Ein tolles Beispiel aus dem Werkstatt-Alltag
🚿 Frau Acikgöz arbeitet in der Hauswirtschaft unserer Werkstatt. Sie ist Rollstuhlfahrerin und sorgt trotzdem jeden Tag dafür, dass alle Läufer auf sämtlichen Etagen gereinigt werden. Dafür transportiert sie zwischen ihren Füßen auf dem Rollstuhl einen Wischeimer, in dem sie ihre Tücher immer wieder auswäscht.

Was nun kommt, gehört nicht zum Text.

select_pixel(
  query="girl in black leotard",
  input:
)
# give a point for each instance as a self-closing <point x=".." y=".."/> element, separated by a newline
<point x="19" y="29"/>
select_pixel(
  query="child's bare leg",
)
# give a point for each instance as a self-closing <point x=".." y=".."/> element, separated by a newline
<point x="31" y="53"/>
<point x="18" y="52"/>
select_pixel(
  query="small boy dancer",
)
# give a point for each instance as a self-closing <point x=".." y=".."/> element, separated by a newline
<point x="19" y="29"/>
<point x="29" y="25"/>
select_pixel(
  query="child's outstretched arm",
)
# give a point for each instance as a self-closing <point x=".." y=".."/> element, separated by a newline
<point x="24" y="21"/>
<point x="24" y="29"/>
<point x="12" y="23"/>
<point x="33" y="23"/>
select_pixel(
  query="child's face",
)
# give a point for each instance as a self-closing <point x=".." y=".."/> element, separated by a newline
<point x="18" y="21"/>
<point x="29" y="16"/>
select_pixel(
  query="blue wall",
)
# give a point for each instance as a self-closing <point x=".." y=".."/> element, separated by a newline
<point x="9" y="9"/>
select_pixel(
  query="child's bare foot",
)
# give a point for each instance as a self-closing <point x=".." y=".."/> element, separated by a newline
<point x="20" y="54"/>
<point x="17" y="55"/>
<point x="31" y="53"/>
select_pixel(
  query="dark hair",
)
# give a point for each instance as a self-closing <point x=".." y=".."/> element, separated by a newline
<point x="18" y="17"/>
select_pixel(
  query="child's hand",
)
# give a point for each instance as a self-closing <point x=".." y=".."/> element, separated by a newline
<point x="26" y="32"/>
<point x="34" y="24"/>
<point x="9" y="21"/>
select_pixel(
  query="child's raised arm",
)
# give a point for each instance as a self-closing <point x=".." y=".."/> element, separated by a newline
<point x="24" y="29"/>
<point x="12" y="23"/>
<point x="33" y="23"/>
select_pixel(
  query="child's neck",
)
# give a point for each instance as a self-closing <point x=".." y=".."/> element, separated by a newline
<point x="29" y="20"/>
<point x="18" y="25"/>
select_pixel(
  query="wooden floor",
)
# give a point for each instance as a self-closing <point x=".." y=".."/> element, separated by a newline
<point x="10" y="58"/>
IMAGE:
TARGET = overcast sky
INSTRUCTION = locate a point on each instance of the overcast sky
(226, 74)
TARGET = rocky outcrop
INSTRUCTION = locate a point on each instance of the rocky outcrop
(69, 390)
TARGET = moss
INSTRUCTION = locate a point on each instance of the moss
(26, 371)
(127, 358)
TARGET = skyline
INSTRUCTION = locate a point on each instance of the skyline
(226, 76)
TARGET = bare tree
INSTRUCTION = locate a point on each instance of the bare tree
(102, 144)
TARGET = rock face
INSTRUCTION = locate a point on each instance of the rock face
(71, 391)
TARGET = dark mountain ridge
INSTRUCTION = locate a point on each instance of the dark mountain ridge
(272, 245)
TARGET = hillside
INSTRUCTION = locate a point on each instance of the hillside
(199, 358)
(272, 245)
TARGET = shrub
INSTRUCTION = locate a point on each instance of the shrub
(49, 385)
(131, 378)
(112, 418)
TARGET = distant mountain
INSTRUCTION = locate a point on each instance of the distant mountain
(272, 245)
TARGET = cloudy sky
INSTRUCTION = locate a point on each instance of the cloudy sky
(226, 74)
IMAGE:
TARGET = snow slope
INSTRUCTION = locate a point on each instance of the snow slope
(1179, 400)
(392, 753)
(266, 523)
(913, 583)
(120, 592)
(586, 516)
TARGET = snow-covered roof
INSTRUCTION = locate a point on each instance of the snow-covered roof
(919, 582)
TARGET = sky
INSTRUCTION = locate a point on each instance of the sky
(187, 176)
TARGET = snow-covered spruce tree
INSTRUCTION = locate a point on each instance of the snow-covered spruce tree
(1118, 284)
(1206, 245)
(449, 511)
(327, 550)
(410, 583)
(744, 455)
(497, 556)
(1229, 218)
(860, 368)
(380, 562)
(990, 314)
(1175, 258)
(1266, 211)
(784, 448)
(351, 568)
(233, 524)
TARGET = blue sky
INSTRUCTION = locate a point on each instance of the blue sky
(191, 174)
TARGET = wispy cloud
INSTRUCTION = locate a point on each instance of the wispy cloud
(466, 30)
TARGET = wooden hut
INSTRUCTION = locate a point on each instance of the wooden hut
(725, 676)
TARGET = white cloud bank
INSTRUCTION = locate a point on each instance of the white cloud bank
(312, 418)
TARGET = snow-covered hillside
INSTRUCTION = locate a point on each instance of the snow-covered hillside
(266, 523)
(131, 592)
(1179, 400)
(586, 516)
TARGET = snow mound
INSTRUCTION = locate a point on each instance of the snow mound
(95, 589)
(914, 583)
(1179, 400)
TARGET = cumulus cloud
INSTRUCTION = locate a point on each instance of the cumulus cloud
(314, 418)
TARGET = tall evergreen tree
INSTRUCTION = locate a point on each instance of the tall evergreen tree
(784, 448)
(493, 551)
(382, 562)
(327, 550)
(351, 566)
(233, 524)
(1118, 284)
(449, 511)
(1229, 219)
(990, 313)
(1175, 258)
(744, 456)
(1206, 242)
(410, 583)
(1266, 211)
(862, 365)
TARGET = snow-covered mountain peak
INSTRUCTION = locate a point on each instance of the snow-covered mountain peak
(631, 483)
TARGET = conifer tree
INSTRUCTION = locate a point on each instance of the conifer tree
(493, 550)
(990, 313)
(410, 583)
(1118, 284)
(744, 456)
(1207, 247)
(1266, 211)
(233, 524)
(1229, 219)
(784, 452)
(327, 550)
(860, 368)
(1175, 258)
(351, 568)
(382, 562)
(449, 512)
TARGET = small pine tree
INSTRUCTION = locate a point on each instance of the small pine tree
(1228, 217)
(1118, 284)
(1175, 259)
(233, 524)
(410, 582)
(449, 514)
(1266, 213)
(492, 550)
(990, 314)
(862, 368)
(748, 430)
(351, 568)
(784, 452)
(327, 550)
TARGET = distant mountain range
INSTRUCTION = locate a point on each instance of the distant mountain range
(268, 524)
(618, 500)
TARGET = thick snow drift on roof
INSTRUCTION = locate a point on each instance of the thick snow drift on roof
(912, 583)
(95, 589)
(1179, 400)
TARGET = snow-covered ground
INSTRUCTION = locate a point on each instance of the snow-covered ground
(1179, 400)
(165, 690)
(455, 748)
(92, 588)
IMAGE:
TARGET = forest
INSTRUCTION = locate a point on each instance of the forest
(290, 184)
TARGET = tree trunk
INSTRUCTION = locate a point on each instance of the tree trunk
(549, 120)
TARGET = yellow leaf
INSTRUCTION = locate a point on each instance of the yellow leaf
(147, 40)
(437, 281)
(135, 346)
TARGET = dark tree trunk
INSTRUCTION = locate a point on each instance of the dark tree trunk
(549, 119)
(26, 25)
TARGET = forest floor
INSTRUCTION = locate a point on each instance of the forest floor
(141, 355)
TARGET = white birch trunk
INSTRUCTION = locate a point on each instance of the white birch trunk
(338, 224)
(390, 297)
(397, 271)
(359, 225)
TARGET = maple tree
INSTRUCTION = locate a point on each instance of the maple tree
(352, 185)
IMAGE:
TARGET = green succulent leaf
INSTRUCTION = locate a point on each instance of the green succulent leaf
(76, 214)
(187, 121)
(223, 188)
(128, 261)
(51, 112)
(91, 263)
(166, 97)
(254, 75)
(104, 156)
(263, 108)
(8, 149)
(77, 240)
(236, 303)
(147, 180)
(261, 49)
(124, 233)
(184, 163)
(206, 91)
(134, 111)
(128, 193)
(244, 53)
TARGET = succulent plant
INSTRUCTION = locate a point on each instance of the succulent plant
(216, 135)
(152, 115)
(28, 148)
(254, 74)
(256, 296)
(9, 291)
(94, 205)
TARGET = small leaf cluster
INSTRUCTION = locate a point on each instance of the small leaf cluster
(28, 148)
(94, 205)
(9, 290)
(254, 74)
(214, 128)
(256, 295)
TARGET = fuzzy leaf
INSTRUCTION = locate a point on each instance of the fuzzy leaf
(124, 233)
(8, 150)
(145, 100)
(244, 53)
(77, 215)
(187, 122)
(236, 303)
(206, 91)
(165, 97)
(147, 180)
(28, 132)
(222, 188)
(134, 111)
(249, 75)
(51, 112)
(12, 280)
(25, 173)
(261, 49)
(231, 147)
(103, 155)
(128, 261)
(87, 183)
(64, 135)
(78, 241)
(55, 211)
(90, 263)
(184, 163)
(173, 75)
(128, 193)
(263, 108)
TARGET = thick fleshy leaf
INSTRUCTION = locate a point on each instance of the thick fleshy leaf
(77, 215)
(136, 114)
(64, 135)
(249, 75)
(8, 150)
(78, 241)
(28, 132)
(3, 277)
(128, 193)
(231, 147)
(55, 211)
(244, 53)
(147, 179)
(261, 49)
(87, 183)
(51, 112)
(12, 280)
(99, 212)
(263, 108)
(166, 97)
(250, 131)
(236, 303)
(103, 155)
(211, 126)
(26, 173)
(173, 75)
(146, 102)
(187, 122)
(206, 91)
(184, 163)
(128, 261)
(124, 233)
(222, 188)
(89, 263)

Frau Acikgöz leidet oft an Rückenschmerzen und manchmal ist das ständige Bücken ein Problem.
💡Gemeinsam wurde
nur wenige Türen weiter an der Lösung gearbeitet.
In der
Metallwerkstatt arbeiten sehr erfahrene und kreative Menschen mit
Behinderungen, die täglich selbstständig Kundenaufträge bearbeiten und
Vorrichtungen eigenständig bauen. Die
Gruppenleitung begleitet und unterstützt – ohne den Mitarbeitenden die Lösungen
abzunehmen.
📐 Ein kleines Team machte sich direkt an die Arbeit: Von den ersten Abmessungen über Zeichnungen und Schweißarbeiten bis hin zur Testphase und Einweisung von Frau Acikgöz wurde alles eigenständig umgesetzt.
Das Ergebnis: eine ergonomische Wischeimerhalterung, ein individueller Vorrichtungsbau, der perfekt auf die Bedürfnisse von Frau Acikgöz zugeschnitten ist.
🦾 Selbstbestimmt hat Frau Acikgöz ihren Arbeitsalltag verbessert, personenzentriert und eigenständig haben ihr ihre Kollegen geholfen.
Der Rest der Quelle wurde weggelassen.